Hohnstein. Postkarten mit Motiven aus der Sächsischen Schweiz gibt es offenbar reichlich. Und ebenso viele Sammler gibt es wohl auch. Denn es ist schon etwas kurios, wo die Postkarten überall auftauchen. Sie sind vermutlich von ihren Besitzern aus Erbnachlässen oder Versteigerungen um die ganze Welt getragen und in Sammleralben eingeheftet worden.

Kohlmühle: Ein Anblick, den es so schon Jahrzehnte so nicht mehr gibt.
Kohlmühle: Ein Anblick, den es so schon Jahrzehnte so nicht mehr gibt. © privat
Sebnitz: Hier ist der Wiedererkennungswert weitaus größer.
Sebnitz: Hier ist der Wiedererkennungswert weitaus größer. © privat

Genau wie die Postkarten sind auch die Liebhaber derselben überall zu Hause, wie zum Beispiel Eisenbahnfan und Sammler Günther Klebes aus Franken. „Ich liebe Postkarten über alles, vor allem die mit eisenbahnhistorischen Motiven aus dem deutschsprachigen Raum“, sagt er. Und deshalb ist er auch persönlich und im Internet auf vielen Auktionen unterwegs, um sich die Postkarten zu ersteigern. Vor wenigen Tagen konnte er zwei weitere Karten erwerben. Und da ihm die Motive geläufig waren, informierte er auch die Sächsische Zeitung über seine neuesten Errungenschaften.

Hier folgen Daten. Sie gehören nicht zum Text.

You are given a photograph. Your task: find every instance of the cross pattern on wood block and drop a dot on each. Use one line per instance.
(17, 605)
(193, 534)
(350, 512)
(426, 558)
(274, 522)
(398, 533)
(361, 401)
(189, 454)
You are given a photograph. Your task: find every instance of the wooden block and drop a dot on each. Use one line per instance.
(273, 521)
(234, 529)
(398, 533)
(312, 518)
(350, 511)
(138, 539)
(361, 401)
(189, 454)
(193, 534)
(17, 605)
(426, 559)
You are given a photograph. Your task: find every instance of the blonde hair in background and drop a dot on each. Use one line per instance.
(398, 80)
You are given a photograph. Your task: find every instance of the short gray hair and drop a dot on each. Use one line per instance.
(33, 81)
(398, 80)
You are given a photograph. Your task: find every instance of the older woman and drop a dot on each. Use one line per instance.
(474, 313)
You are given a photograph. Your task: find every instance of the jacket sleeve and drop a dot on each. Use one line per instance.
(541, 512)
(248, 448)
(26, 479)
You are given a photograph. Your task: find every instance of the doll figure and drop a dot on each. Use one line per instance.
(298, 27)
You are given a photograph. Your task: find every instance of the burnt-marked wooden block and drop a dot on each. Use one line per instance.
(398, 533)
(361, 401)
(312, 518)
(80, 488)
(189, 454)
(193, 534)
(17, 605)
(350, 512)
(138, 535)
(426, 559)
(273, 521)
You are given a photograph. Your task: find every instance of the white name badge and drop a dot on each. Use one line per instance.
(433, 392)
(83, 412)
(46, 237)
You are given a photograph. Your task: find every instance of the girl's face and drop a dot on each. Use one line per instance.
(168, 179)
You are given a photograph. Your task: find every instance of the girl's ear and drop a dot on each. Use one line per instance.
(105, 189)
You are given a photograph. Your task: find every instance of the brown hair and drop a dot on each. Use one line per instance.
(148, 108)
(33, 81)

Bei einer luxemburgischen Internet-Auktion war er auf die Karten gestoßen. „Dort waren sie als Train of Germany angeboten worden. Sofort erkannte ich, dass es der Viadukt von Sebnitz sein musste. Denn schließlich bin ich 1970 erstmals vor Ort gewesen“, schreibt er. Und bei der zweiten Postkarte, einem eher ungewöhnlichen Motiv, weil es in dieser Form schon lange nicht mehr existiert, half der Kartenaufdruck weiter. Die Karte zeigt das Bahnhofshotel in Goßdorf-Kohlmühle.

Beide Karten erzählen ihre ganz eigene Geschichte, und so hat Günther Klebes auch etwas nachgeforscht und sich die Poststempel genauer angeschaut. Die Postkarte mit dem Sebnitzer Viadukt wurde 1962 nach Alt-Lüdersdorf in Brandenburg versendet. Die zweite Karte wurde bereits 1927 nach Freital verschickt.

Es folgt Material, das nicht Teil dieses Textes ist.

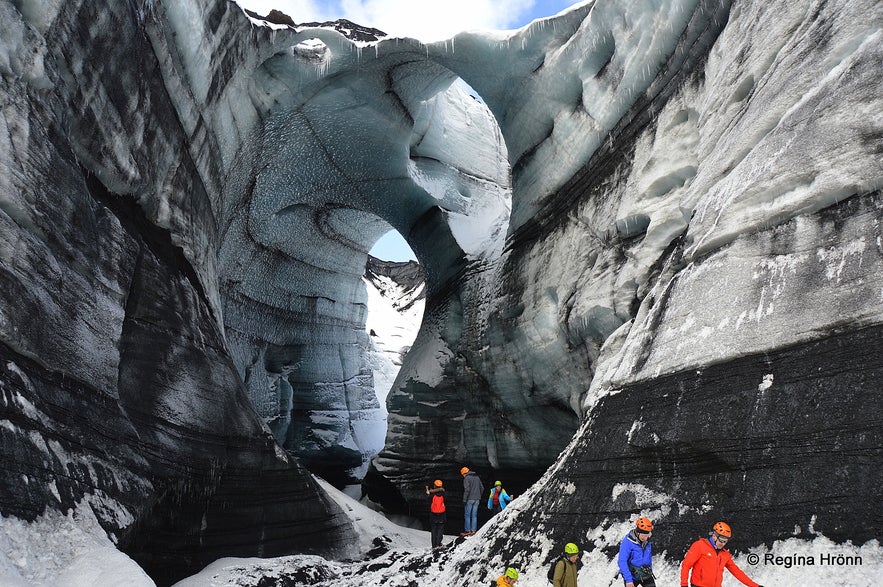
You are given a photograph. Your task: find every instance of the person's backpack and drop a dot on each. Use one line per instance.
(551, 572)
(438, 504)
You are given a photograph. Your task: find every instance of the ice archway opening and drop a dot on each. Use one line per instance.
(335, 163)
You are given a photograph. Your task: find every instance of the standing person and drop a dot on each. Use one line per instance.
(472, 491)
(636, 555)
(508, 578)
(707, 559)
(565, 570)
(437, 515)
(498, 498)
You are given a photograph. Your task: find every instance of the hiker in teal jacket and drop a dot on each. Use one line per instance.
(498, 498)
(636, 556)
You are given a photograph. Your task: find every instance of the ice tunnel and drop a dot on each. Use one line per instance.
(335, 164)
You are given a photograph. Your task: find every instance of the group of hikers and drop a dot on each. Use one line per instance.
(703, 565)
(473, 489)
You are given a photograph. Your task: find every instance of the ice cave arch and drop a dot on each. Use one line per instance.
(328, 169)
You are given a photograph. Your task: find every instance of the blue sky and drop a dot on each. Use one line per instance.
(427, 20)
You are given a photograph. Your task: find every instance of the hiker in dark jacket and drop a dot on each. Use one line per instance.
(567, 569)
(636, 555)
(472, 492)
(437, 516)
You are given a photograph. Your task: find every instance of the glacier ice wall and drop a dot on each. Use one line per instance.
(652, 254)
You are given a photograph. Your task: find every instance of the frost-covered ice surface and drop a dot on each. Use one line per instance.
(394, 316)
(73, 551)
(410, 562)
(59, 550)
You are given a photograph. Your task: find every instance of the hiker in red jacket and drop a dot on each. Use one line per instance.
(707, 559)
(437, 516)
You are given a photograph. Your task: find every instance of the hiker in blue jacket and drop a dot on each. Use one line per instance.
(635, 555)
(498, 498)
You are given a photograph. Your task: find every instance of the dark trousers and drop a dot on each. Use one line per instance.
(645, 582)
(437, 528)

„Erstaunlich fand ich auch, dass der Anbieter eine Adresse in Israel hatte“, sagt der Sammler. Welchen Weg die Karte dorthin genommen hat, ist heute nicht mehr nachvollziehbar. Vielleicht waren es Auswanderer, die die Karte vom Bahnhofshotel Kohlmühle mit im Gepäck hatten. Oder es war jemand, der ein Bündel Postkarten von einer Haushaltsauflösung an einen Händler verkauft hatte. So könnte es auch bei der Postkarte vom Viadukt gewesen sein, da diese wesentlich jüngeren Datums ist. Günther Klebes kann nur spekulieren. Dass eine Karte von so weit her kommen kann, ist für ihn allerdings doch nicht so ganz neu. Schließlich hat er schon Karten aus Australien, Kanada und Südafrika erworben.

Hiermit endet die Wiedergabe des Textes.